New graduates have to adjust to a no-guarantees job market

You cry when baby goes off to kindergarten. You cry again when baby struts across the stage to get a high school diploma. Then you cry when baby goes off to college.

Then maybe you cry when baby comes back.

Ask the Italian couple who recently went to authorities to begin eviction proceedings against their son, who “demands that his clothes be washed and ironed and his meals prepared. He really has no intention of leaving.”

He’s 41.

America’s future?

Trying to get a job is a full-time job these days, and it gets worse for those who don’t have a degree in an area of study that’s in high-demand.

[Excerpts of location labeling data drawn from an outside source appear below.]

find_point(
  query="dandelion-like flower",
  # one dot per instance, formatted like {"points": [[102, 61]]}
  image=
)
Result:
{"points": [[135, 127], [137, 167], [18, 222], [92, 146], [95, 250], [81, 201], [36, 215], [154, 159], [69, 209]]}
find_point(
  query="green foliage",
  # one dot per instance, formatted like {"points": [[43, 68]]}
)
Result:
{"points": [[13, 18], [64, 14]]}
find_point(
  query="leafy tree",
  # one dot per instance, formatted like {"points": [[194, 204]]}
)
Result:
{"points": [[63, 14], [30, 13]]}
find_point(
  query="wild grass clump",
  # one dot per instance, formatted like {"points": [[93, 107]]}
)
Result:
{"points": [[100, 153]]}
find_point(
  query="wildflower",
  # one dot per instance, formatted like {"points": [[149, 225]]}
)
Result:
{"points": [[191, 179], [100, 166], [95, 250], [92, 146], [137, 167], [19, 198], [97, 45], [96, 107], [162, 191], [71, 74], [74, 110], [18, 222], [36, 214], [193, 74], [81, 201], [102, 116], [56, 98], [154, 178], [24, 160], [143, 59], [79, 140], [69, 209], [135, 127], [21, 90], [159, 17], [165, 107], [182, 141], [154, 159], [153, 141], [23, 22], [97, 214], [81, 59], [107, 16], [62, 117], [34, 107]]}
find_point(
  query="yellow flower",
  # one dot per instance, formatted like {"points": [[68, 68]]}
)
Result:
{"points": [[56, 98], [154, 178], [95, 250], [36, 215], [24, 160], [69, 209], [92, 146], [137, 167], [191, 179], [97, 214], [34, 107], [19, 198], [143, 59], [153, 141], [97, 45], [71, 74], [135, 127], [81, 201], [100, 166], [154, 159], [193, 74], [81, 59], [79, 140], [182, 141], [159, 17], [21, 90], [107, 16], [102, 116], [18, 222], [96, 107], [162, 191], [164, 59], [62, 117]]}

Rhiannon Martin, an Augusta State University graduate, remains unemployed and living in her parents’ home even after graduating over five years ago with a degree in theater. She said in a Chronicle article Sept. 19, “I just want to do something I enjoy and stay out of debt.”

That used to be a fairly modest ambition.

She is like many other 20-somethings who have graduated with a college degree, especially in liberal arts, and have not found work. Unfortunately, Augusta does not offer as much in her field as the bigger cities do. Now she faces a tough decision: to stay within her comfort zone by living with her parents and pursue either more education or a job unrelated to theater, or move to a larger city and work toward getting work doing something she will enjoy.

It remains that the economy is horrible for new graduates; employers receive dozens of résumés a week for one position. Applicants now have to exceed all expectations, whether applying for their dream job or a fast-food chain.

Students who are still in college should take advantage of this time to get their foot in the door of their choosing simply by volunteering, interning and associating with programs that are related to their occupational interests – whether paid or not.

Even being involved in these extracurricular activities won’t guarantee much after graduation. Students need to be reasonable regarding their aspirations and realize that right now, they are going to have to go the long route to get where they want to be – it isn’t going to easy, regardless of one’s qualifications.

Many students are taking the road more traveled by majoring in health sciences or learning technical skills, which lead to some of the most lucrative careers in the market right now. Liberal arts students may need to decide if it’s really worth the initial investment of college tuition for a degree with an uncertain future, and whether they are willing to do more than just send out résumés every day, but to actually pack up and move to where they have a better opportunity to start a career they will enjoy. It all comes down to how badly they want it and how far they are willing to go to make it happen.

Even then, there are no guarantees.

These are choices graduates face almost every year, but never more than now. However, those who willingly choose to major in the arts, knowing the risks of unemployment, should also be willing to make changes and sacrifices to get a career in their field of choice. Otherwise they are just another résumé in the pile.